Il y a eu un premier texte – « La France Insoumise est-elle anticapitaliste ? ». Et puis une réponse. Qui mérite elle-même une réponse. Et un deuxième avertissement répétant le tout premier : ceci est un débat théorique. Ça fait donc des textes moins « faciles ».
C’est donc Antoine Salles-Papou qui s’y est collé. Même si j’avoue continuer de ne pas comprendre quelle mouche a piqué la FI à vouloir tout soudain se dire anticapitaliste — on ne lui avait rien demandé de tel —, il lui faut bien défendre sa nouvelle revendication maintenant qu’elle l’a lâchée dans la nature. A. S.-P. n’a donc ménagé ni sa peine ni son temps — on lui en sait gré. Quant à la réussite de son entreprise, c’est autre chose. Je le lui dis bien amicalement : il est passé à côté de tous mes arguments, et pas qu’un peu.
Lire aussi Evgeny Morozov, « Le numérique nous ramène-t-il au Moyen Âge ? », Le Monde diplomatique, août 2025.
Technoféodalisme. Pour commencer. Qui pourrait avoir à l’idée de nier la spécificité du capitalisme sous domination des Gafams ? Certainement pas moi — pas une ligne de mon texte ne peut donner la moindre prise à cette interprétation. Me faire dire que « les capitalistes numériques ne font qu’appliquer les recettes de tous les capitalistes depuis le XIXe siècle » ou que « le capitalisme numérique ne présente rien de nouveau (1) » est de la dernière fantaisie. Ma critique portait entièrement sur le recours à la catégorie de « féodalisme » pour qualifier cette nouvelle configuration du capitalisme. Je répète donc l’argument : il est d’une parfaite bizarrerie de recourir à la catégorie désignant le mode de production antérieur pour qualifier une configuration dans le mode de production ultérieur. Dans ces conditions, seul un contresens de lecture assez prononcé pouvait donner mon évocation du capitalisme fossile pour un déni de la spécificité du capitalisme contemporain, quand elle ne fournissait qu’un argument formel, logique, et a fortiori, en remarquant que les critères explicites du « technoféodalisme » trouvaient malencontreusement à s’appliquer tels quels à la période antérieure, pour ce qu’il aurait fallu alors appeler le « pétroféodalisme » — absurdité manifeste, mais logiquement impliquée par le concept de X-féodalisme en l’état.
En réalité, cette histoire « féodale » est tout à fait secondaire. Le cœur de la discussion est ailleurs : le capitalisme vs. ce capitalisme. C’est sans doute ici que l’anamorphose est à son comble.
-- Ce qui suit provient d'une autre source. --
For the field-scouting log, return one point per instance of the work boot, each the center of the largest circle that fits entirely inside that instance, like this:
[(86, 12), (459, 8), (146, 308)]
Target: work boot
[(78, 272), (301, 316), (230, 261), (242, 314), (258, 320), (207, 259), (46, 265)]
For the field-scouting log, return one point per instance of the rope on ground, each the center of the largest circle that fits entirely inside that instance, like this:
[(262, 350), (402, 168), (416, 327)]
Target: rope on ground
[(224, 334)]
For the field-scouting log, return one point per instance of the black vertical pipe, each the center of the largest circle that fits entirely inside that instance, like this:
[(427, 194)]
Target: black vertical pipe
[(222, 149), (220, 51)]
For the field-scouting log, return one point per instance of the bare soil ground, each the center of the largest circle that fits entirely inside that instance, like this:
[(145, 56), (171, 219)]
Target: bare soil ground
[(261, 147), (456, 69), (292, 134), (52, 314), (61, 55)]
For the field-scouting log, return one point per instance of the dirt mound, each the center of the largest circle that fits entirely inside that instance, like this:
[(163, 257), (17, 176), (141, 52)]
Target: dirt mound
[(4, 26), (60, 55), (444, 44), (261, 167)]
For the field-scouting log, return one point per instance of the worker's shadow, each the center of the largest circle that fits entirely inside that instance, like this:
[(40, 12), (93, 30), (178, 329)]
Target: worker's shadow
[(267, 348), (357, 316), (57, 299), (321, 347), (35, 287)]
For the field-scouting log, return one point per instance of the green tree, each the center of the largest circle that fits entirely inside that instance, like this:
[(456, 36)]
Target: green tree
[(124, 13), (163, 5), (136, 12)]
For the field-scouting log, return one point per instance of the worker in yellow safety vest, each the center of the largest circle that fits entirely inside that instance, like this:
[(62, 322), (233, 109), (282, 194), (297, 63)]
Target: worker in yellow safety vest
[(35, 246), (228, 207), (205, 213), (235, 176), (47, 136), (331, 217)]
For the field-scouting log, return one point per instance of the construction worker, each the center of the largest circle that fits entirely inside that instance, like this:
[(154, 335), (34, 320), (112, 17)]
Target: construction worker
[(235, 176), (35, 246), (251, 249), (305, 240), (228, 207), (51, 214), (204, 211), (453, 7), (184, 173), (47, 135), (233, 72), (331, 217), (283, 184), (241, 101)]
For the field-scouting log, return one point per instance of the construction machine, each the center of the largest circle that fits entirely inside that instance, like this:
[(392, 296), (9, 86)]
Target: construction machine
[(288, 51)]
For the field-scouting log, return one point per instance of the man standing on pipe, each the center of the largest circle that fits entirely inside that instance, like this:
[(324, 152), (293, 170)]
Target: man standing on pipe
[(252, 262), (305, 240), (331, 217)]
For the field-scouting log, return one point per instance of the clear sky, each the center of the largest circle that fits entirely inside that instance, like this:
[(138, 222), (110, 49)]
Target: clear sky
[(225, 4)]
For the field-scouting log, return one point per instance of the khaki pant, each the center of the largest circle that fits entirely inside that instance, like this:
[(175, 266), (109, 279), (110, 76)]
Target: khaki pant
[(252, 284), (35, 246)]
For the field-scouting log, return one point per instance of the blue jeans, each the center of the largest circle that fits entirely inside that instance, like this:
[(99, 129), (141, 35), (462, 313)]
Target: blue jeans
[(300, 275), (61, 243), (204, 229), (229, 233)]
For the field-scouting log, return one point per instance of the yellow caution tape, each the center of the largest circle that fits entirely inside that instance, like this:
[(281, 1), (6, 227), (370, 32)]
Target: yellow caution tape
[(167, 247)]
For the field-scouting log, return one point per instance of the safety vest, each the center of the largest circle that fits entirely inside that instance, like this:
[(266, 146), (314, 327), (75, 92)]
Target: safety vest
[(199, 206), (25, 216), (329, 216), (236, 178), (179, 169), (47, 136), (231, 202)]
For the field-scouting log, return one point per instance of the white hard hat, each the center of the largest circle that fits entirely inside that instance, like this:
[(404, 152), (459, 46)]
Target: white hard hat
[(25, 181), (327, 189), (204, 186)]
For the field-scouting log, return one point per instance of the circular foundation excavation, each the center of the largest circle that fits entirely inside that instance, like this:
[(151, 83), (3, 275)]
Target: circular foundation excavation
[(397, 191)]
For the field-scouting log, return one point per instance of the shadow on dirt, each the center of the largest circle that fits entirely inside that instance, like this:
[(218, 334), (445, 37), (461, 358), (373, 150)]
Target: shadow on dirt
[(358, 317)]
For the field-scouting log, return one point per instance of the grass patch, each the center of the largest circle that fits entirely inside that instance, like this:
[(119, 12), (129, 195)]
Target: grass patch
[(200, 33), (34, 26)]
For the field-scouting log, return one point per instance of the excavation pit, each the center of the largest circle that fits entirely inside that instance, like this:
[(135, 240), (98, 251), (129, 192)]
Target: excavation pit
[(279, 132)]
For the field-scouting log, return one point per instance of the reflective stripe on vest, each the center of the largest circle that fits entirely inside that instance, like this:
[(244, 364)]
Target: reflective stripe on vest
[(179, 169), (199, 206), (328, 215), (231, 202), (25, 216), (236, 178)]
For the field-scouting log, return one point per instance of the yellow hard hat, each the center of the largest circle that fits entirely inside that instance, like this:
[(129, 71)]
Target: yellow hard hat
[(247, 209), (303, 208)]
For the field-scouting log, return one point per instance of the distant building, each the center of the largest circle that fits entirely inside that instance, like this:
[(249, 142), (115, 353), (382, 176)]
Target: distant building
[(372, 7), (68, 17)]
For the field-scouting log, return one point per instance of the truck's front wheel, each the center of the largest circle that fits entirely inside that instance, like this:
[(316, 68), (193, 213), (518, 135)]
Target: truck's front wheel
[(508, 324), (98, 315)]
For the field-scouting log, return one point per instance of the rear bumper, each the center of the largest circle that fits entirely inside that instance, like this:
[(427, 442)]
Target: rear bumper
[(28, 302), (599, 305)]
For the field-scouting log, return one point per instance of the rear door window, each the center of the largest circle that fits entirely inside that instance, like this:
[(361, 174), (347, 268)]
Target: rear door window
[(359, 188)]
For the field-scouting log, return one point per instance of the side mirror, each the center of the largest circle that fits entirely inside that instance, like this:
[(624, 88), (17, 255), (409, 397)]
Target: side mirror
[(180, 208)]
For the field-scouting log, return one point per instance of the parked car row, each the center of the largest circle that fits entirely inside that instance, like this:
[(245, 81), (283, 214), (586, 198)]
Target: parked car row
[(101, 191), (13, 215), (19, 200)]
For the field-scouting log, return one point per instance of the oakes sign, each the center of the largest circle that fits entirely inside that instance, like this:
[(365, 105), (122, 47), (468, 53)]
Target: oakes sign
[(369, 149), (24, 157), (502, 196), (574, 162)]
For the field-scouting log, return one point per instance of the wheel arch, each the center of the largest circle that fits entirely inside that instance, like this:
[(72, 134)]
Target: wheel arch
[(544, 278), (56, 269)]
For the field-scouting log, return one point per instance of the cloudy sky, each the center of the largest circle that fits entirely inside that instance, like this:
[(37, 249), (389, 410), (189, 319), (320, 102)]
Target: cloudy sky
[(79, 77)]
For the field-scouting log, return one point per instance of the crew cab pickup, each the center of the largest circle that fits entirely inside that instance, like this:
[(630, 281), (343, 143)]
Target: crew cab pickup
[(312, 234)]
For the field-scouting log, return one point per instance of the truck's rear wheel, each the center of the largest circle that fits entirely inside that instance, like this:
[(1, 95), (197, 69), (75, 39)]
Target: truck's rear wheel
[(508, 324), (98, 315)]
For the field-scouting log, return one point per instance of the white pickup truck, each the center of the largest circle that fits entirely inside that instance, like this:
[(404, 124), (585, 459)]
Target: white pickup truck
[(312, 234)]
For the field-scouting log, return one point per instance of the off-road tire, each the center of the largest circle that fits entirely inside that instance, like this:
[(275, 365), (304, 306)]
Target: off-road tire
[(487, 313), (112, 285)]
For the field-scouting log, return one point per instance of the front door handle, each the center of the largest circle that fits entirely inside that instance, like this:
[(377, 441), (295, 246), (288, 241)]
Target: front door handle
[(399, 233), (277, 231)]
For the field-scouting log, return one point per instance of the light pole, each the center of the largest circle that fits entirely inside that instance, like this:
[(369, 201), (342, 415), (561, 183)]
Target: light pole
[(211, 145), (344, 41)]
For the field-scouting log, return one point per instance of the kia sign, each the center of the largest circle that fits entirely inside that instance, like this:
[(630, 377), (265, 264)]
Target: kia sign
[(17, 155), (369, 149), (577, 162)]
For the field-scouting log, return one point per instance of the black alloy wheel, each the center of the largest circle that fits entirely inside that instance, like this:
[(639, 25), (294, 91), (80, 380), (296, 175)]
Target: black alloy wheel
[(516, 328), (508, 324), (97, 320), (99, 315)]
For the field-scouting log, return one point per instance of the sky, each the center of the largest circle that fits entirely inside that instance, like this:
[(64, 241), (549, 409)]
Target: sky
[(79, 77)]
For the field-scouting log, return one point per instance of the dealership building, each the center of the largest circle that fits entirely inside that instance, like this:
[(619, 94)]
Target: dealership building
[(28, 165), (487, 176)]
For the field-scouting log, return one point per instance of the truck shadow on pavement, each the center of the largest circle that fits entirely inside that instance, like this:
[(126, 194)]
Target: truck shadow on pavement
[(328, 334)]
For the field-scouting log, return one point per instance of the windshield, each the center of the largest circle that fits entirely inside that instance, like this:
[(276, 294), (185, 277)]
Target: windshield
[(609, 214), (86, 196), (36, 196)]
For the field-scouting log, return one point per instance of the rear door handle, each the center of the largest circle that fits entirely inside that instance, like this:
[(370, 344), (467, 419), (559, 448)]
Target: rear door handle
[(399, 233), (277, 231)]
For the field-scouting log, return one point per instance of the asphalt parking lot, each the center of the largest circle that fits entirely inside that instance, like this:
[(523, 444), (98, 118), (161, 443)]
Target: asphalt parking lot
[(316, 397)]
Il faut être bien passé à côté de mon propos pour lui faire reproche de « figer la réalité du capitalisme dans une forme intemporelle et anhistorique ». La référence à la théorie de la Régulation n’était-elle pas suffisamment explicite ? Et la théorie de la Régulation n’est-elle pas une théorie des mutations historiques du capitalisme ? Il était donc un peu hasardeux de questionner mon texte en lui demandant « comment le mode de production capitaliste pourrait être resté le même depuis le XIXe siècle ? ». Un peu ahurissant aussi de lui faire porter au surplus l’idée de « lois immuables du capitalisme ». Bon gars, A. S.-P. suggère bien confraternellement qu’« il n’est pas inutile de mettre à jour les outils théoriques marxiens d’analyse du capitalisme ». No shit Sherlock ? La théorie de la Régulation fait ça depuis juste un petit demi-siècle, avec moi dedans pour une bonne vingtaine d’années.
Concepts (il y en a) et « lois » (il n’y en a pas) du capitalisme
Nous sommes au point d’incompréhension centrale. A. S-P lit « concept », il entend « lois ». Ça ne va pas. On a beau dire et répéter que ces concepts, en tant qu’ils sont sous-déterminés, livrent une abstraction du capitalisme, comme telle inobservable, néanmoins présente dans toutes les formes concrètes, elles observables, du capitalisme, ça ne rentre pas. Il faut donc y revenir.
Lire aussi Grégory Rzepski, « Tout ce qui nous sépare », Le Monde diplomatique, décembre 2024.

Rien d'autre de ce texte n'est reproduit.